Public Engagement @ Pint of Science: Should we label medicines as tested on animals?

Asking publics to think with us about medicine labelling and the role of animals

On the 21st May, Pru Hobson-West and I dipped our toes into public engagement around animal research at the Nottingham Pint of Science Festival 2019. We gave the third and final session of the night at Rough Trade, a music venue and record shop in the city centre, following previous talks on the refinement of a mouse model of stroke and the science of nutrition. Our talk raised the purposefully provocative question ‘Should we label medicines as tested on animals?’ In planning this event, we were struck by the proliferation of labels in food products, which often give information about how animals were treated. Some have suggested that everyday medicines could also be labelled, in order to provide information about the animals used in their production.
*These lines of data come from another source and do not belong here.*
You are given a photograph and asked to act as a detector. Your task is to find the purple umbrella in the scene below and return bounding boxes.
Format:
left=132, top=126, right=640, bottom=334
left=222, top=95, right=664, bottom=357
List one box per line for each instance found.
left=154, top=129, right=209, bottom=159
We therefore decided to use this idea as a prompt or thought experiment to invite the audience to think through what such a label might look like. We invited our audience to consider this by using tried-and-tested creative tools, namely the trusty pen and paper. In asking people to produce their vision of such a label, we hoped to offer an opportunity to engage with the societal dimensions of animal research without pressuring individuals to state their ‘position’ on the issue.

In asking people to produce their vision of such a label, we hoped to offer an opportunity to engage with the societal dimensions of animal research without pressuring individuals to state their ‘position’ on the issue.

After allowing some time for sketching, we opened the discussion up to the room. With the informality of the venue and the candidness of both previous speakers working to create an easy atmosphere, we gladly didn’t encounter the moments of awkward silence we’d feared beforehand. Instead, the audience were generous in sharing their thoughts and the labels they had produced. In thinking about the prospect of labelling medicines as tested on animals, members of the audience discussed a variety of interesting issues, including the ‘risks’ of openness with the general public and the potential impact on medication uptake, the benefits of highlighting the prevalence of animal research, and the difficulty of capturing the varying levels of animal use and severity in labels.

All in all, the night not only provided a space for ‘public’ discussion around animal research and for us to briefly share the work of AnNex, but also offered an interesting insight into some of the ways that publics are constructed in public engagement initiatives. Pint of Science is an international festival with a particular vision for science engagement. We consider that it would be worthwhile to try out our label initiative with other groups, for example by targeting a specifically ‘non-scientific’ audience or working with interest-groups mobilised around animal research. For us, engaging with publics on animal research means paying attention to those already engaged with the issue and also creating spaces for wider publics to think through the role animals play in this arena, in ways which are meaningful to them. In doing so, dialogues around animal research can hopefully move beyond the polarisation of public opinion in this area, and begin to better reflect on the contexts that shape the nuance of bioethical thought on this issue.

For us, engaging with publics on animal research means paying attention to those already engaged with the issue and also creating spaces for wider publics to think through the role animals play in this arena, in ways which are meaningful to them.